According to a report, states with medical cannabis laws have a 25 percent decrease in opioid overdoses compared to states that do not have one. 

"We have people who are living in Columbia, who are going through needless pain and medical suffering, even though there is a low-cost, inexpensive, natural treatment available," Trapp said. "It's time that we take this failed drug war and set it aside, especially for the purposes of medicine."
According to data, in Boone County from 2012 to 2016, 43 people died of opioid overdoses including heroin and prescription pills.
Trapp says having a law in place will potentially cut city cost with a law in place.
"In addition to being highly dangerous, opioid medications are often very expensive and I have seen research that shows that Medicaid cost go down."
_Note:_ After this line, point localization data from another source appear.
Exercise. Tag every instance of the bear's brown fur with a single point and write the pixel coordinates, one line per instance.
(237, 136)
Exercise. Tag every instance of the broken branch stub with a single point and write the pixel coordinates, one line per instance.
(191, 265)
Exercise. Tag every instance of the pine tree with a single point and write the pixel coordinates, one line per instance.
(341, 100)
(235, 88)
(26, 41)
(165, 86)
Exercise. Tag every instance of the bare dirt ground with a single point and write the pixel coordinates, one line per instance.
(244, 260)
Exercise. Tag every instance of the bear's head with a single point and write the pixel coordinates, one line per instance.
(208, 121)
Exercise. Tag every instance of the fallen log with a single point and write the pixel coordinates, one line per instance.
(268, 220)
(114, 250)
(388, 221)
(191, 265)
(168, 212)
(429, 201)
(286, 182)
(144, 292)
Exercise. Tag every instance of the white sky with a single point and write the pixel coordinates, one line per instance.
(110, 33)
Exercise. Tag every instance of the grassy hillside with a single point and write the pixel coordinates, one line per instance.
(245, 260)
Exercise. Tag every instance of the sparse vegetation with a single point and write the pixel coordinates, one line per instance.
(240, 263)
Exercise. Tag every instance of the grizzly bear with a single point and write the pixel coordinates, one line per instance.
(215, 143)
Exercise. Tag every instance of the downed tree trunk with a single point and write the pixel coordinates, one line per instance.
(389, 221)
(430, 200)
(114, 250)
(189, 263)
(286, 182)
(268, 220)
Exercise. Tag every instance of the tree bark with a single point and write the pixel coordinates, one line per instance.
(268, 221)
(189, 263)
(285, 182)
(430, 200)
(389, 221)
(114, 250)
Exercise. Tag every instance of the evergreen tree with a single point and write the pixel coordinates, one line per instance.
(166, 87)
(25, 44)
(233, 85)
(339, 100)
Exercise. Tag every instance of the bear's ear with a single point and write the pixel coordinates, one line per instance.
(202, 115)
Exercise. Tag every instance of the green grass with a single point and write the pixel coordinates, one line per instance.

One resident who wished to go unnamed says they are indifferent about the topic because it opens up the opportunity for all cannabis users.
"I wish there was a way to approve this for people who actually need it without involving others who like to abuse the right."
Thirty states and the District of Columbia have legalized access to marijuana as medicine with doctor's approval.
"There are two potential regimes to bring medical cannabis either through the state legislature or through the citizen initiative petitions and all of them will have safeguards, as far as ensuring there are legitimate doctor recommendations," Trapp said. 
Monday night's meeting urges the resolution to be added to the city's lobbying agenda to lobby the state legislature. It is also a measure to encourage people to sign The New Approach Missouri petition, which is expected to be on the November 2018 ballot.